Most Brits will miss at least one day out of seven on holiday through sunstroke, upset tummy or hangover, according to health insurer Standard Life. And, for grocers on the receiving end of this steady flow of consumers, there are increasingly rich pickings to be had in the market for anti-diarrhoeals.
According to IMS, in January the grocery market for this category was valued at £8.2m, up 19% on the previous year, supported by a 3.7% volume increase. More units of anti-diarrhoeals are now sold through grocery than through pharmacy - 2.8 million versus 2.5 million [IMS MAT January 2005] - although the size restrictions on grocery packs means the value in pharmacy remains higher.
Players such as McNeil, which markets grocery packs of its Imodium brand, already recognise the importance of the grocery channel.
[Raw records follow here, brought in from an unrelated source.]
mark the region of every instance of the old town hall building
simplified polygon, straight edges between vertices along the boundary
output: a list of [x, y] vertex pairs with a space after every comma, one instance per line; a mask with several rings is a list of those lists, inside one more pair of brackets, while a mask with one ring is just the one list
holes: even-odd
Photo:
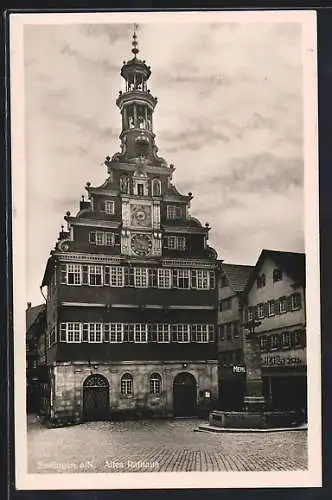
[[[217, 398], [217, 255], [157, 155], [150, 67], [124, 62], [121, 152], [47, 262], [50, 420], [198, 415]], [[45, 288], [46, 290], [46, 288]]]

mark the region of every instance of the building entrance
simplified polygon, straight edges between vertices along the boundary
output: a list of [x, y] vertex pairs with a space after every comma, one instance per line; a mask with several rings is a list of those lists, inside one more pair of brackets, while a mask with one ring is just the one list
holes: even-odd
[[102, 375], [90, 375], [83, 384], [83, 419], [109, 420], [109, 384]]
[[174, 379], [173, 411], [175, 417], [197, 415], [197, 383], [190, 373], [179, 373]]

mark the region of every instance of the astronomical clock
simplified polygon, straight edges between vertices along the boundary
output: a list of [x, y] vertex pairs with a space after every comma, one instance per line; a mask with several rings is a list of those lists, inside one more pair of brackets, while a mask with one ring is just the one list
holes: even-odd
[[152, 215], [150, 205], [131, 205], [130, 223], [135, 227], [151, 227]]
[[152, 239], [149, 234], [133, 234], [130, 241], [131, 250], [140, 257], [149, 255], [152, 250]]

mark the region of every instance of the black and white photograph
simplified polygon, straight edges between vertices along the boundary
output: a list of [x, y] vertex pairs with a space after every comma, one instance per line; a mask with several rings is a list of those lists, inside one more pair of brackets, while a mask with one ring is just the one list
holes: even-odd
[[315, 13], [10, 28], [17, 488], [320, 486]]

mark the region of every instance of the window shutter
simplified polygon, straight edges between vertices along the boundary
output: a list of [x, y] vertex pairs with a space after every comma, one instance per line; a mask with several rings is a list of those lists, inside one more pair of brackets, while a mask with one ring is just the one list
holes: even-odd
[[96, 244], [96, 232], [95, 232], [95, 231], [90, 231], [90, 232], [89, 232], [89, 242], [90, 242], [92, 245], [95, 245], [95, 244]]
[[110, 266], [104, 267], [104, 285], [110, 285]]
[[216, 278], [214, 271], [210, 271], [210, 290], [214, 290], [216, 286]]
[[82, 325], [82, 342], [89, 342], [89, 323]]
[[123, 268], [124, 286], [129, 286], [129, 267]]
[[191, 271], [191, 288], [197, 288], [197, 270]]
[[264, 317], [267, 318], [269, 316], [269, 303], [268, 302], [265, 302], [263, 309], [264, 309]]
[[129, 342], [129, 325], [123, 325], [123, 342]]
[[60, 323], [60, 342], [66, 342], [66, 323]]
[[252, 308], [252, 311], [253, 311], [253, 318], [254, 319], [258, 319], [258, 307], [257, 306], [254, 306]]
[[89, 284], [89, 266], [82, 266], [82, 284]]
[[115, 246], [121, 245], [121, 236], [119, 233], [114, 234], [114, 245]]
[[214, 342], [214, 325], [208, 325], [209, 342]]
[[99, 210], [100, 210], [101, 212], [105, 212], [105, 211], [106, 211], [106, 209], [105, 209], [105, 202], [104, 202], [104, 201], [101, 201], [101, 202], [99, 203]]
[[157, 325], [148, 324], [148, 342], [157, 342]]
[[173, 283], [173, 288], [178, 287], [178, 270], [177, 269], [172, 269], [172, 283]]
[[274, 301], [274, 314], [280, 314], [280, 299]]
[[149, 269], [149, 286], [157, 288], [157, 269]]
[[190, 338], [191, 342], [196, 342], [197, 335], [196, 335], [196, 325], [191, 325], [190, 327]]
[[60, 264], [60, 283], [67, 284], [67, 264]]
[[103, 328], [103, 336], [104, 336], [104, 342], [109, 342], [110, 341], [110, 324], [109, 323], [104, 323], [104, 328]]
[[133, 267], [129, 268], [129, 286], [135, 286], [135, 269]]
[[176, 341], [177, 341], [176, 328], [174, 325], [171, 325], [171, 342], [176, 342]]
[[134, 337], [134, 325], [128, 325], [128, 342], [135, 342], [135, 337]]
[[168, 237], [164, 236], [163, 240], [164, 240], [164, 244], [163, 244], [164, 248], [168, 248]]
[[286, 297], [286, 311], [289, 312], [292, 310], [292, 297]]

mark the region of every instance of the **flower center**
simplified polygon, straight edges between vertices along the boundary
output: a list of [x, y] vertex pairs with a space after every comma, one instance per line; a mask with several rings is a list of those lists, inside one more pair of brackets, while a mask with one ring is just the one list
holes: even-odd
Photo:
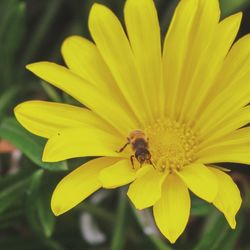
[[144, 131], [157, 170], [180, 170], [194, 160], [198, 139], [185, 124], [170, 119], [158, 120]]

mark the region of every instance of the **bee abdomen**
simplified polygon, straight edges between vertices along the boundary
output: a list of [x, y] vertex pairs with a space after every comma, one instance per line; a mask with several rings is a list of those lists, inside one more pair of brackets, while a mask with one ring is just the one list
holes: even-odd
[[148, 143], [143, 138], [138, 138], [133, 142], [132, 146], [134, 150], [148, 148]]

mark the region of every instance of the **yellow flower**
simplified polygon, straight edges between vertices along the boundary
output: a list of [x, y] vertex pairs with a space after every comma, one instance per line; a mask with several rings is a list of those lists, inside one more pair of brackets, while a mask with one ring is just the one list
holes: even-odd
[[[132, 183], [130, 200], [137, 209], [153, 206], [157, 226], [172, 243], [188, 222], [188, 189], [235, 228], [240, 192], [216, 163], [250, 163], [250, 128], [244, 127], [250, 122], [250, 36], [232, 46], [242, 14], [220, 21], [218, 0], [182, 0], [163, 49], [153, 0], [127, 0], [124, 18], [128, 38], [117, 17], [94, 4], [94, 43], [67, 38], [68, 68], [27, 66], [88, 107], [45, 101], [16, 107], [26, 129], [48, 138], [43, 160], [101, 156], [58, 184], [53, 212], [65, 213], [101, 187]], [[149, 139], [152, 164], [140, 167], [135, 159], [133, 167], [132, 145], [117, 150], [138, 129]]]

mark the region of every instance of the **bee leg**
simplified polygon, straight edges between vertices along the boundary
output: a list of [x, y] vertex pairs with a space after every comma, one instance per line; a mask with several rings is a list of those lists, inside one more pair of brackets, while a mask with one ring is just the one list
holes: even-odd
[[116, 152], [121, 153], [129, 144], [130, 142], [128, 141], [122, 148], [120, 148], [119, 150], [116, 150]]
[[156, 169], [155, 164], [151, 160], [149, 160], [149, 164], [152, 165], [154, 169]]
[[132, 165], [133, 169], [135, 169], [134, 157], [135, 157], [134, 155], [131, 155], [131, 156], [130, 156], [130, 161], [131, 161], [131, 165]]

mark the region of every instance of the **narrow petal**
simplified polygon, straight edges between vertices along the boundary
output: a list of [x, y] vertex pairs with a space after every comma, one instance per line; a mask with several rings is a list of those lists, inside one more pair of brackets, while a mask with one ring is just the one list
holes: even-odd
[[153, 206], [160, 199], [166, 176], [167, 173], [151, 169], [129, 186], [128, 197], [137, 209]]
[[93, 128], [69, 128], [51, 137], [45, 145], [43, 161], [55, 162], [84, 156], [114, 156], [122, 140], [107, 132]]
[[197, 8], [197, 0], [180, 1], [164, 41], [163, 79], [166, 86], [164, 93], [166, 94], [165, 106], [168, 116], [175, 115], [178, 88]]
[[197, 152], [197, 162], [219, 163], [235, 162], [250, 163], [250, 128], [241, 128], [227, 136], [221, 137], [213, 144], [207, 145]]
[[204, 134], [201, 147], [204, 148], [213, 144], [214, 141], [219, 140], [219, 138], [230, 134], [248, 123], [250, 123], [250, 106], [246, 106], [237, 111], [236, 114], [233, 114], [231, 117], [218, 124], [218, 126], [215, 126], [207, 134]]
[[181, 115], [185, 119], [183, 108], [196, 98], [192, 93], [197, 91], [197, 85], [202, 84], [200, 77], [206, 73], [210, 77], [210, 72], [206, 71], [211, 67], [204, 65], [211, 57], [210, 44], [219, 18], [218, 0], [184, 0], [180, 1], [176, 9], [164, 42], [163, 54], [164, 78], [166, 87], [170, 87], [166, 90], [169, 93], [166, 106], [171, 116]]
[[[206, 97], [208, 97], [208, 101], [211, 100], [209, 92], [236, 38], [241, 20], [242, 13], [237, 13], [216, 25], [210, 45], [205, 50], [203, 61], [199, 62], [200, 69], [193, 78], [189, 93], [186, 93], [189, 97], [186, 100], [186, 108], [182, 109], [183, 117], [189, 117], [190, 120], [194, 121], [196, 114], [205, 109], [207, 105], [205, 102]], [[206, 77], [204, 78], [204, 76]], [[193, 95], [194, 92], [195, 95]]]
[[236, 227], [235, 216], [241, 206], [241, 196], [237, 185], [233, 179], [226, 173], [216, 169], [209, 168], [218, 179], [218, 194], [213, 204], [225, 215], [231, 228]]
[[212, 202], [218, 192], [216, 176], [202, 164], [186, 166], [177, 175], [186, 183], [188, 188], [200, 198]]
[[116, 188], [132, 182], [136, 178], [129, 160], [121, 160], [100, 172], [99, 180], [104, 188]]
[[62, 129], [81, 126], [93, 126], [116, 133], [114, 128], [92, 111], [68, 104], [23, 102], [15, 107], [15, 116], [27, 130], [45, 138], [56, 135]]
[[124, 19], [135, 60], [155, 117], [163, 115], [161, 36], [153, 0], [128, 0]]
[[67, 212], [99, 189], [102, 186], [98, 180], [99, 172], [116, 161], [115, 158], [98, 158], [85, 163], [64, 177], [52, 195], [53, 213], [60, 215]]
[[95, 85], [107, 99], [120, 103], [136, 120], [94, 43], [80, 36], [68, 37], [63, 42], [62, 54], [72, 72]]
[[[238, 13], [234, 15], [235, 17], [242, 15]], [[218, 79], [215, 82], [212, 96], [216, 96], [224, 88], [229, 87], [230, 85], [235, 84], [235, 80], [243, 76], [245, 73], [249, 72], [249, 46], [250, 35], [247, 34], [241, 37], [237, 42], [234, 43], [230, 49], [223, 65], [222, 69], [218, 74]]]
[[108, 82], [114, 81], [95, 44], [91, 41], [80, 36], [68, 37], [63, 42], [62, 54], [67, 66], [92, 84], [108, 87]]
[[250, 101], [249, 79], [250, 35], [247, 35], [233, 45], [226, 57], [210, 102], [197, 117], [195, 129], [205, 134], [246, 106]]
[[223, 146], [232, 146], [232, 145], [249, 143], [249, 138], [250, 138], [250, 127], [237, 129], [228, 135], [218, 138], [207, 147], [204, 147], [203, 150], [200, 150], [198, 152], [198, 155], [200, 154], [204, 155], [207, 150], [212, 148], [220, 148]]
[[124, 112], [119, 103], [114, 105], [113, 100], [106, 98], [96, 86], [67, 68], [55, 63], [38, 62], [28, 65], [27, 69], [85, 104], [125, 136], [130, 129], [137, 127], [135, 121]]
[[94, 4], [89, 15], [89, 30], [120, 90], [144, 123], [150, 115], [150, 104], [121, 23], [111, 10]]
[[[230, 45], [228, 46], [224, 39], [222, 41], [215, 40], [218, 37], [219, 20], [218, 0], [198, 1], [197, 13], [193, 21], [189, 44], [187, 44], [181, 88], [177, 97], [178, 106], [176, 109], [177, 113], [180, 112], [179, 119], [181, 120], [191, 120], [192, 115], [190, 113], [192, 113], [193, 108], [197, 108], [199, 98], [203, 96], [199, 92], [205, 91], [210, 86], [220, 62], [224, 60], [224, 56], [230, 48]], [[211, 66], [207, 67], [207, 65]], [[206, 76], [205, 79], [204, 75]], [[196, 99], [198, 100], [196, 101]]]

McNeil notes that more consumer awareness of self-selection and self-medication has been key to both the success of the market and its two Imodium sub-brands, Imodium Instants and Imodium Plus caplets.
Like others in the category, it will be watching with interest Procter & Gamble’s application to launch its all-round tummy trouble remedy, Pepto-Bismol, into grocery. As Mintel notes in its recent minor ailments report: “The switch of many products from pharmacy to General Sales List (grocery) status is chiefly responsible for rising sales in the supermarkets. GSL products tend to garner more manufacturer marketing support than pharmacy products, largely due to their potentially wider market appeal.”
To cash in on this possible new market impetus, McNeil has scheduled a £3m campaign for its Imodium Plus brand, running until August and taking in TV and travel-related promotions.
Chris Markwick, national account controller for the Imodium brand, says sales of anti-diarrhoeals significantly increase over the summer period.